While they ate, he asked her where she had been all her life. She answered that she had been around the world many times. Arabella told him that she had usually been in boardrooms, at the bottom of a mine, or in a hotel room working on company takeovers. In her travels, though, she had glimpsed the magic of Africa, the sweetness of the South Pacific islanders, the excitement and vitality of Hong Kong, the magic of the desert.
She spoke about the loneliness of a woman on top in the world of finance, the isolation from people’s honest reactions, brought on by one’s position of power. All the accompanying perks — the private jets, the helicopters, yachts, cavalcades of Rolls-Royces, the servants, clothes and jewels — were, in truth, cold comfort on birthdays and holidays. And then there was that endless stream of meals one had alone in hotel suites rather than face a room of people watching a woman dine alone late at night.
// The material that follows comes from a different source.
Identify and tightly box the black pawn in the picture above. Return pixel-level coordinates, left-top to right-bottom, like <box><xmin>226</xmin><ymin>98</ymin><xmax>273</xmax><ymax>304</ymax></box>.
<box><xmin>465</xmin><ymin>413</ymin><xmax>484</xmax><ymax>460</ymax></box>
How everything from traveling to making love is laid out before you, made easy, convenient.
She told him of the sense of desperation one feels looking back at a car full of flunkies, men interested in who you are, what you will do, how your decisions will benefit or chop up their lives, while they smile and watch you play the tourist for ten minutes at the Acropolis, Sakkarah, or walking among the giant gods of stone on Easter Island,
and about those rare moments of peace, pure beauty, and spirituality at these same places.
Not twenty-four hours before, that had still been her world. Now, here with Nicholas on the ocean, it seemed a million years ago. For a split second while thinking about it she suddenly felt dislocated, as if she had double vision. She shook her head and it all came together again.
She was laughing at something he had said but she was laughing as well with an inner joy about herself.
“I would truly love to take you in my arms right now,” said Nicholas, “because I find you absolutely delectable. But for the moment, it would be better for us to be discreet.”
Discretion was something Arabella knew all about. She had, after all, practiced it constantly both in her business and personal life for the last eighteen years. Understanding it, however, did not prevent her from blurting out the question that had been twisting around in her mind.
“Is there a Mrs. Nicholas Frayne?”
She could see by the expression on his face that he was surprised by her question.
“No,” he said. “There
was
a Mrs. Nicholas Frayne. We had an amicable divorce nine years ago. Is there a Mr. Crawford?”